Vikas Sahasrabudhe and Subhasish Dasgupta
The George Washington University
Washington, DC
 

Collaborative technologies (such as e-mail, instant messaging, chat rooms, discussion groups, groupware, etc.) seem uniquely positioned to assist in sharing of knowledge within in any organization, and between an organization and its environment.  Collaborative technologies have the potential to help large, global organizations where employees neither know who within the organization may have expertise that can solve their problems, nor have the opportunity to gather around a “water cooler” to share ideas and knowledge.  A number of studies are looking at ways to make knowledge within an organization explicit and share that explicit knowledge.  Nevertheless, a large subset of knowledge within any organization is still not explicit, or is tacit in peoples’ heads.  Organizations are eager to “tap” that tacit knowledge capital in the interest of the organization’s objectives, and yet current collaborative technologies have not met that challenge.  Our research question is how can the potential of collaborative technologies for sharing tacit knowledge (without making it explicit) be assessed and what can be done (in terms of features, functions, policies, etc.) to make the collaborative technologies effective “virtual water coolers” for organizations. 

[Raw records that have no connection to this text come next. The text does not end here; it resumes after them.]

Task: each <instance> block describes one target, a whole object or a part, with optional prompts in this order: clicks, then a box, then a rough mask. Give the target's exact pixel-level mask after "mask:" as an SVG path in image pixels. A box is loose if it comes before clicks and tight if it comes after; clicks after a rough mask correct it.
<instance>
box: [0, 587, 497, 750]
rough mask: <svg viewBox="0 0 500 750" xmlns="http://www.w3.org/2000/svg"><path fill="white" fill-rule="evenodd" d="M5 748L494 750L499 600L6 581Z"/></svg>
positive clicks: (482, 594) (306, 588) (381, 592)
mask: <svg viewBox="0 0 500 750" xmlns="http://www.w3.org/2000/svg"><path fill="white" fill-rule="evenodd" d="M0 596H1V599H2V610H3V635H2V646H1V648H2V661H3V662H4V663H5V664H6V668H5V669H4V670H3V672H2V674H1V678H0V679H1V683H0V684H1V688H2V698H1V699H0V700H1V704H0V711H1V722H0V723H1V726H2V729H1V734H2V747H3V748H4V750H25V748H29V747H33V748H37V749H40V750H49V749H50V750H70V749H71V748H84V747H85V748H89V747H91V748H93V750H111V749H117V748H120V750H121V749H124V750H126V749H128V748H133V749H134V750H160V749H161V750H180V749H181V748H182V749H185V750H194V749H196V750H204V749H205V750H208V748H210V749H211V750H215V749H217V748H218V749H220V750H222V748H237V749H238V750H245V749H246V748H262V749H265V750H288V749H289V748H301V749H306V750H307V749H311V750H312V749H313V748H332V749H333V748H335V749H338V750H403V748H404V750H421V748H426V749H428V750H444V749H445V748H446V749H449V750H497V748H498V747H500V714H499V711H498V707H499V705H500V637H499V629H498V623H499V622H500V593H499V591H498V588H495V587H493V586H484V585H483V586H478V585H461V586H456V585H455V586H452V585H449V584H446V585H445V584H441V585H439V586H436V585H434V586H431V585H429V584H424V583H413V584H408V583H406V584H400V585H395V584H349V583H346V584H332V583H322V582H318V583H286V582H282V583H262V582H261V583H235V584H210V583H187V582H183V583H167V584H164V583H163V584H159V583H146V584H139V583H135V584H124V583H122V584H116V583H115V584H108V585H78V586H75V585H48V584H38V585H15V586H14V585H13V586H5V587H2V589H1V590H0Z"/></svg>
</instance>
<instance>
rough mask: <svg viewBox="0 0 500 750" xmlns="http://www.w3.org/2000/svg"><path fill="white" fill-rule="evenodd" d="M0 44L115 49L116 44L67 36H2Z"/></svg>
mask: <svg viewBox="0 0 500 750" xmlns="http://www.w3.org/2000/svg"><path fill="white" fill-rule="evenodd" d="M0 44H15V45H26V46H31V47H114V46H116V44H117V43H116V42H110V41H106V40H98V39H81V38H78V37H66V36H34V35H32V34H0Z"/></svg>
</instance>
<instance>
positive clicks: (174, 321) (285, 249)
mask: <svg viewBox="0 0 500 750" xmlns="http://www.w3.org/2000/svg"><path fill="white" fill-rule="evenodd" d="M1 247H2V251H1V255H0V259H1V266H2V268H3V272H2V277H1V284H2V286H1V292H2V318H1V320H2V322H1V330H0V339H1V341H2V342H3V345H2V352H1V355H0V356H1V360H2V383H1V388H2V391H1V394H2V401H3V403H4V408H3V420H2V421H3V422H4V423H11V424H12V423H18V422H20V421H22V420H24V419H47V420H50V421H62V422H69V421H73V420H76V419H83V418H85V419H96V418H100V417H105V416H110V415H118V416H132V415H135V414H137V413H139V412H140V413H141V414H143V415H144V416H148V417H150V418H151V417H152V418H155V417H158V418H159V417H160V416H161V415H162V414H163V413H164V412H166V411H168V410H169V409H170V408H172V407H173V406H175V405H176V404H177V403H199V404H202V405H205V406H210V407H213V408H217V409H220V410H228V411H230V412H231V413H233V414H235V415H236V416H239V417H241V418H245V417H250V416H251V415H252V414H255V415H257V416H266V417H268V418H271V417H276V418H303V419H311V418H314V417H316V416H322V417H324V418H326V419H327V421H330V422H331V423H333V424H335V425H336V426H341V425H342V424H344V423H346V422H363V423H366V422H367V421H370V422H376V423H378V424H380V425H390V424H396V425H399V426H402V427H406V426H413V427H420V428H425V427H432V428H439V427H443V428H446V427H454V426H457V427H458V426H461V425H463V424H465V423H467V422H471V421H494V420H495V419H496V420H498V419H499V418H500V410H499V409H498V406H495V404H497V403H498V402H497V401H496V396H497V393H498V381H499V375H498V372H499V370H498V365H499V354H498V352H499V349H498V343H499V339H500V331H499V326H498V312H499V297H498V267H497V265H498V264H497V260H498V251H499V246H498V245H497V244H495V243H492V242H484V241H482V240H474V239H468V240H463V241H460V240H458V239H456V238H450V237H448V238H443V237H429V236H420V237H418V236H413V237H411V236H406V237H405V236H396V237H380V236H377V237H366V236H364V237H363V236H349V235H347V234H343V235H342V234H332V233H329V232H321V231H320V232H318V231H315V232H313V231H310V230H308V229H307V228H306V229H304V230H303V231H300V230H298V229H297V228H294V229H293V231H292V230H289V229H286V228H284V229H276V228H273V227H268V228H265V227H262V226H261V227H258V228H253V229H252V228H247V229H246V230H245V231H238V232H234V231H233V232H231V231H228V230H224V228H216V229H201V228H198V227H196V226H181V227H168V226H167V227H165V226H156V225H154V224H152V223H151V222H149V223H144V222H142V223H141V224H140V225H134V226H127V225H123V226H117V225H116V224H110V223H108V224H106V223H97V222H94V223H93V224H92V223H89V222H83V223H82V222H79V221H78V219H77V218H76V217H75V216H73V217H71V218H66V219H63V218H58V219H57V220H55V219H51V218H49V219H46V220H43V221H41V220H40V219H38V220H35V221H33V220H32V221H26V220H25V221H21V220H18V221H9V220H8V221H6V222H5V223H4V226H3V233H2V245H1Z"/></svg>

The starting point for this integrative model is the Technology Acceptance Model that covers individual and organizational characteristics that affect the use of technology.  We extend the model to examine the sharing of tacit knowledge within a collaborative environment.  We use research in the area and other theories (viz. Theory of Planned Behavior, Innovation Diffusion Theory and Social Cognitive Theory) to identify individual and organizational characteristics that affect sharing of tacit knowledge.  The presentation will cover a conceptual model and a set of individual and organizational characteristics affecting use of collaborative technologies, and individual and organizational characteristics affecting sharing of tacit knowledge.  The implications are that collaborative technology must have the necessary features and functions to support those individual and organizational characteristics which in turn will, within appropriate policy framework, enable sharing of tacit knowledge among those individuals in such as organization. 

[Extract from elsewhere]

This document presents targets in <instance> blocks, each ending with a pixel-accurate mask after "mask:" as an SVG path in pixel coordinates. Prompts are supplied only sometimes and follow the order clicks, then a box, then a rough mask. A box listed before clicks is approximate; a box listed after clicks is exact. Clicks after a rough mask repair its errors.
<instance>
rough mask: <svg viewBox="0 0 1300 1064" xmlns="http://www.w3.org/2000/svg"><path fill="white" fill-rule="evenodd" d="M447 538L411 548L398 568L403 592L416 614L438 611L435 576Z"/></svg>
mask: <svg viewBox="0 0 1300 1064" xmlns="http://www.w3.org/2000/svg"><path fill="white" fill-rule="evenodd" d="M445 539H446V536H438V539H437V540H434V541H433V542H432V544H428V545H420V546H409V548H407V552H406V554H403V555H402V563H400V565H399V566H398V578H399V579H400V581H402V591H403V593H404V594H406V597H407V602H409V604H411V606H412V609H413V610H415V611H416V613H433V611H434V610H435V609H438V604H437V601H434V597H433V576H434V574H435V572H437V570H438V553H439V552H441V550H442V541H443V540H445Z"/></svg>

The presentation will also include the results from a set of experiments conducted in the use of discussion forum to share knowledge among groups of students at a large mid-Atlantic university.  The experiments were conducted intentionally with no organizational settings or constraints, except that the students belonged to specific courses.  The students in each of those courses were given access to a discussion forum in the Blackboard system used at the university.  The students were not required to use the forum, nor were they given any incentives or disincentives, such as points towards their course grade.  Without any such organizational settings, as anticipated by the conceptual model, very few students tried to use the discussion forum for sharing knowledge.  The survey data collected from students, who did not use the forum, included their reasons for not using the forum and their perceptions of if and under what circumstances they may use it.  Analysis of that data provided useful information in support of the conceptual model, namely the lack of certain organizational characteristics did affect the (non-)use of such a collaborative technology for sharing tacit knowledge, and students’ perceptions of circumstances under which they may use the forum supported the individual and organizational characteristics and propositions from the conceptual model.  The presentation will conclude by identifying a series of experiments that will be conducted in the future to test the whole conceptual model.